# DIY Chaeto Reactor



## ReefDudes (Apr 7, 2017)

This was actually an extremely simple build! I wanted to free up a chamber of my sump for a frag section... so I decided to migrate from a standard Refugium to a chaeto reactor! Using an old vertex reactor and some cheap led strip lights I was able to quickly build this awesome chaetomorpha reactor.

I'm actually kind of excited to clean it and see that log go chaeto this weekend!


----------



## CoralConnoisseur (Mar 5, 2014)

I have been debating making one of these for a while. Keep us posted on how productive it is.


----------



## Crayon (Apr 13, 2014)

Hmm,
I'm wondering as well about building one. Update your progress. It seems that most people who use these like the light spectrum skewed towards red.


----------



## ReefDudes (Apr 7, 2017)

Warm white had a lot of reds in it. I was debating swapping lights after a month or so to compare the difference but it had great growth with the warm white already so we shall see! I'll clean it out in the next few days and so an update video on the grown 


Sent from my iPhone using Tapatalk


----------



## someguy (Sep 7, 2009)

Very nice, what kind of flow do you have going through the reactor? glad to hear it doesn't generate much heat, that was my main concern with the setup.


----------



## nc208082 (Jun 27, 2013)

Very nice design. I created one recently as well that is working very effectively. Chaeto has exploded in only a week's time.

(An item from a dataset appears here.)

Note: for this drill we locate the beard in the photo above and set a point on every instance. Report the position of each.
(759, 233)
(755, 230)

My design is very different though. I wanted to do little to no modifications to the reactor and want something that can be cleaned easily. I use a phosban 550 with a maxijet 1200. Red and blue led at a 5:1 ratio. Waterproof leds. Added some old pc fans in case it ever got any heat but runs quite cool.










Sent from my SM-G930W8 using Tapatalk


----------



## ReefDudes (Apr 7, 2017)

someguy said:


> Very nice, what kind of flow do you have going through the reactor? glad to hear it doesn't generate much heat, that was my main concern with the setup.


Thanks. I would say the leds are warm but not hot. Not sure on the flow as it's divided up along the manifold A decent steam

Sent from my iPhone using Tapatalk


----------



## ReefDudes (Apr 7, 2017)

nc208082 said:


> Very nice design. I created one recently as well that is working very effectively. Chaeto has exploded in only a week's time.
> 
> My design is very different though. I wanted to do little to no modifications to the reactor and want something that can be cleaned easily. I use a phosban 550 with a maxijet 1200. Red and blue led at a 5:1 ratio. Waterproof leds. Added some old pc fans in case it ever got any heat but runs quite cool.
> 
> ...


Looks great! I'm still curious if there is a big difference in the red/blue vs the warm white. You may have inspired me to order some and test it

Sent from my iPhone using Tapatalk


----------



## nc208082 (Jun 27, 2013)

ReefDudes said:


> Looks great! I'm still curious if there is a big difference in the red/blue vs the warm white. You may have inspired me to order some and test it
> 
> Sent from my iPhone using Tapatalk


https://www.nano-reef.com/forums/topic/361054-chaeto-led-6500k-vs-red-blue/

I chose based on research I did. Jedimasterben knows his stuff on lighting and especially on LED so I trust with his recomendations.

Sent from my SM-G930W8 using Tapatalk


----------



## samiam (Jan 27, 2009)

looks good nc208082, where did you order the led strip with the custom 5:1 ratio? 

Reefdudes, curious to know if you were able to get your phosphates down to the same level as to what you were getting with the refugium?


----------



## ReefDudes (Apr 7, 2017)

You can get the leds off Amazon 

I'm
Curious too on the phosphate. I'll test it later today 


Sent from my iPhone using Tapatalk


----------



## samiam (Jan 27, 2009)

thanks dude, couple other q's.

are you guys running the lights 24/7? or opposite your display light schedule?

is 1M (3ft) in length enough to wrap around the vertex reactor?

thanks


----------



## nc208082 (Jun 27, 2013)

samiam said:


> looks good nc208082, where did you order the led strip with the custom 5:1 ratio?


I ordered it off amazon.ca but the store no longer carries this exact one, I found an identical one at another seller. Ask the store about a power supply though because judging from pic not sure if it is included or not. I also purchased a dimmer with mine which is useless IMO, at full power these LED's are just fine with barely any heat.

https://www.amazon.ca/dp/B06ZY2K38M?m=A27PXXD6SK251B&ref_=v_sp_widget_detail_page&th=1



samiam said:


> thanks dude, couple other q's.
> 
> are you guys running the lights 24/7? or opposite your display light schedule?
> 
> ...


I now run it opposite my display lights, so on for 12 hours at night, I think the chaeto benefits from some dark periods.

I have noticed a reduction in the algae building up since installing the reactor.

For the IO bucket I used, that is 5 meters of LEDs wrapped around. I would order extra and you can always trim these LEDs if they are too many.


----------



## twobytwo (Oct 25, 2014)

Here's My creation... out of a old dual reactor, $4 container from Dollarama and some LED's I had taken down from the previous owners who used it as accent lighting behind curtains. I'll try to find RED led's off amazon. I'll probably use an MJ400 with this.


----------